Lievevrouwebedstro is de verchristelijkte naam van het kruid van Freya, de godin van de liefde en van de natuur. Bij de Germanen werd dit kruid gebruikt bij de geboorte van zuigelingen. In het bed van een kraamvrouw gelegd bood het haar bescherming tegen het kwade. Ook diende het om overvloedige bloedingen te stelpen. Voor alle veiligheid werd er ook een bosje in het wiegje van de pasgeborene gelegd.

Na de kerstening werd het kruid gewijd aan Maria. Allerlei legendes doen de ronde omtrent kruiden van de walstrofamilie. 'Wal' betekent wieg. Maria zou o.a. dit kruid in de kribbe van Jezus gelegd hebben, en het is heel lang de gewoonte geweest om gedroogde bloempjes hiervan in de kerstkribbe te leggen.

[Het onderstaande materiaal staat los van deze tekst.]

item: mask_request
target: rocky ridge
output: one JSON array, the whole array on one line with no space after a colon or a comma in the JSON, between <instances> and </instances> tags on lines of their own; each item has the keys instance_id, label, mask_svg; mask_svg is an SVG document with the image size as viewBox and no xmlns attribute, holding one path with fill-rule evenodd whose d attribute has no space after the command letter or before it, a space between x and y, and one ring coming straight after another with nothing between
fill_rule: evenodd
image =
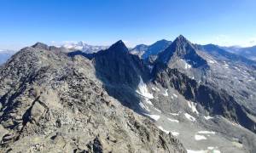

Van de negende eeuw af vinden we in kruidenboeken het gebruik van dit kruid in wijn. Nu nog wordt in de streek van Aarlen dit kruid toegevoegd aan druivenwijn met als resultaat de bekende Maytrank. In de Gaumestreek rond Virton voegt men dit kruid toe aan appelwijn, daar gekend als Zigomar. Dit wordt als aperitief geschonken met een schijfje sinaasappel.